Another winning day for the market means all of the losses seen during the early part of Thanksgiving week have been wiped away. The 2.3% gain the S&P 500 drove yesterday admittedly leaves it vulnerable to some profit-taking, but if nothing else a message has been sent to the doubters.
Amazon.com (NASDAQ:AMZN) led the charge, gaining 6.1% on Wednesday on the heels of multiple announcements. One of them was news that the tech giant is now offering on-site servers. The other biggie was news that the company was developing its own machine-learning chip that takes aim at Nvidia (NASDAQ:NVDA) and Intel (NASDAQ:INTC).
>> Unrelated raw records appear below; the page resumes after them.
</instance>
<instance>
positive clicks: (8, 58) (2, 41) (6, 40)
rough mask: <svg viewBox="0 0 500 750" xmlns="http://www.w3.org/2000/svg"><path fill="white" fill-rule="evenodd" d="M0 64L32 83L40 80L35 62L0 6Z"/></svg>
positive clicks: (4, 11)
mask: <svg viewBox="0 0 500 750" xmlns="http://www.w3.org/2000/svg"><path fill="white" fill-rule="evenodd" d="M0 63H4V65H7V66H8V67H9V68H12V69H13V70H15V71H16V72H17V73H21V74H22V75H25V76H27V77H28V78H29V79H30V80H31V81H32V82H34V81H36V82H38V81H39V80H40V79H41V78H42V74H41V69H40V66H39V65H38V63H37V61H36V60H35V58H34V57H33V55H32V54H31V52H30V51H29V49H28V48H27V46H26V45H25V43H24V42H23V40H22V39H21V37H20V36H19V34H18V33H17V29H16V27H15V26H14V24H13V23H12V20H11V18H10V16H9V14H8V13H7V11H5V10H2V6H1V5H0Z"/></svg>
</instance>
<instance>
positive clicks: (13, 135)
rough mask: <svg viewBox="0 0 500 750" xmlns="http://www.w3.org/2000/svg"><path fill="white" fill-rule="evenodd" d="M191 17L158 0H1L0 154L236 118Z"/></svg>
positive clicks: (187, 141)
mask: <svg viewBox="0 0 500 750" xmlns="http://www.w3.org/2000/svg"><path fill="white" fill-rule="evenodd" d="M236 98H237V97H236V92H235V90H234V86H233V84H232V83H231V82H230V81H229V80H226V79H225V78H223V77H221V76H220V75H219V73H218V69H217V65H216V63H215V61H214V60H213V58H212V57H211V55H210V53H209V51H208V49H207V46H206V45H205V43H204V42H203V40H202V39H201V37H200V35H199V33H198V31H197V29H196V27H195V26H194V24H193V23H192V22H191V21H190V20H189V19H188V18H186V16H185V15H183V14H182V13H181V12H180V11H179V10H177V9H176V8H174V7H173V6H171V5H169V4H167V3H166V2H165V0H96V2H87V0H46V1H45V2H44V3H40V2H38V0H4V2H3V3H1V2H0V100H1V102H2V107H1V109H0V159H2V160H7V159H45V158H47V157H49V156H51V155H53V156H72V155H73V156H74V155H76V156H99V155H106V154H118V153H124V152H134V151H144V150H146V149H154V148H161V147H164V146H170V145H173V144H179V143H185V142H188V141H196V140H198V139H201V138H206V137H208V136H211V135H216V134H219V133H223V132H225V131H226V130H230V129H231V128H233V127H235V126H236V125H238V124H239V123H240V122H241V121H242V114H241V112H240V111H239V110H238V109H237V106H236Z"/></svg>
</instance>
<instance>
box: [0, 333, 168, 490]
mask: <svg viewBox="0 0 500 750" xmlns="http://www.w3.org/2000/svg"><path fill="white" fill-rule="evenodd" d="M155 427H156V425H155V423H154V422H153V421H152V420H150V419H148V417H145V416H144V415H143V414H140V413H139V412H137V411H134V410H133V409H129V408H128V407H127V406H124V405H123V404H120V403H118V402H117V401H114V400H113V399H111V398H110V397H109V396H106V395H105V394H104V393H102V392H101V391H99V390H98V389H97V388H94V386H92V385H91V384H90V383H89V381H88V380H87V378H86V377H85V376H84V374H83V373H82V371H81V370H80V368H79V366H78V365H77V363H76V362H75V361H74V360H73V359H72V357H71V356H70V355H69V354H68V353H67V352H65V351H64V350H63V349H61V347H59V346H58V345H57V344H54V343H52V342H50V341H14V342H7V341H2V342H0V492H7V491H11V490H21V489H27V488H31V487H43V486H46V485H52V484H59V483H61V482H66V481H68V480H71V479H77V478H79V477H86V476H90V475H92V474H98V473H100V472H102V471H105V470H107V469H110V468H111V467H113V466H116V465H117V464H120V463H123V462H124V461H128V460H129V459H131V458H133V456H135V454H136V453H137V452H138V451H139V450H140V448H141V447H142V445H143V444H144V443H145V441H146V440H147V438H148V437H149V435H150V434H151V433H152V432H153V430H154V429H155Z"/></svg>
There weren’t many of them, but most noteworthy among the losers yesterday was the 11.8% tumble from Tiffany & Co. (NYSE:TIF). The luxury brand fell short of last quarter’s same-store sales growth estimates.
Yesterday’s volatility is often the kind that makes it tough to get a good read on stock charts, but Ralph Lauren (NYSE:RL), Microchip Technology (NASDAQ:MCHP) and Masco (NYSE:MAS) have set up fairly reliable futures regardless of what the rest of the market does.
Microchip Technology (MCHP)
After a rather torturous Q2 and Q3, Microchip Technology shares have mustered the respectable beginnings of a recovery. As of a couple of weeks ago though, the effort has hit a wall.
Nevertheless, the odds of a rekindled recovery effort and the potential gain — should that take shape — are too compelling to pass up. That’s especially true after Wednesday’s trading.
• Though range-bound, as of yesterday the blue 20-day moving average line is above the purple 50-day line, and Wednesday’s bullishness unfurled on huge volume that so far had been missing.
• If the ceiling at $76.08 can be cleared, the next most likely technical ceiling is around $86.50, where you’ll find the 200-day moving average. The ultimate goal here, however, may be to fill August’s bearish gap. That would bring MCHP to at least $96.58.
Ralph Lauren (RL)
Just because a stock loses ground on a day when the broad market gains doesn’t inherently make that name a sell. On the other hand, when a stock fails to make forward progress on a day like Wednesday’s or Tuesday’s trading, something is decidedly wrong.
That’s Ralph Lauren shares, which have not only broken below the last-ditch technical support level identified back on Nov. 12, but just squandered their best shot at a turnaround. The bearish clues, meanwhile, continue to pile up.
• In the meantime, we’ve seen the blue 20-day moving average line move below the 200-day average, confirming the short-term momentum has turned bearish. Note the other moving average lines are also sloped downward.
• Though we saw a hint of bullishness late last week and early this week, also notice how much bearish volume we saw before and after that brief bounce effort.
Finally, though Masco shares were hit hard in September and October, a healthy rebound effort is underway. Not only was last month’s reversal decisive, MAS shares have found support at a place where it was needed the most.
Wednesday’s bar, in the meantime, puts an exclamation point on the turnaround move.
• Zooming into the daily chart of Masco, we can see the bears tried to drag the stock below the support being offered by the 20-day moving average line. With a little help from Jerome Powell, the bulls sent a clear message that it just wasn’t going to happen. The buyers have fully tipped their hand.
• Zooming back out to the weekly chart, we can see the two-bar reversal from late October and early November. The two tall highlighted bars are mirror images of one another, forming opposing marubozu patterns that suggest the last of the sellers were flushed out and the first of the patient buyers began pouring in.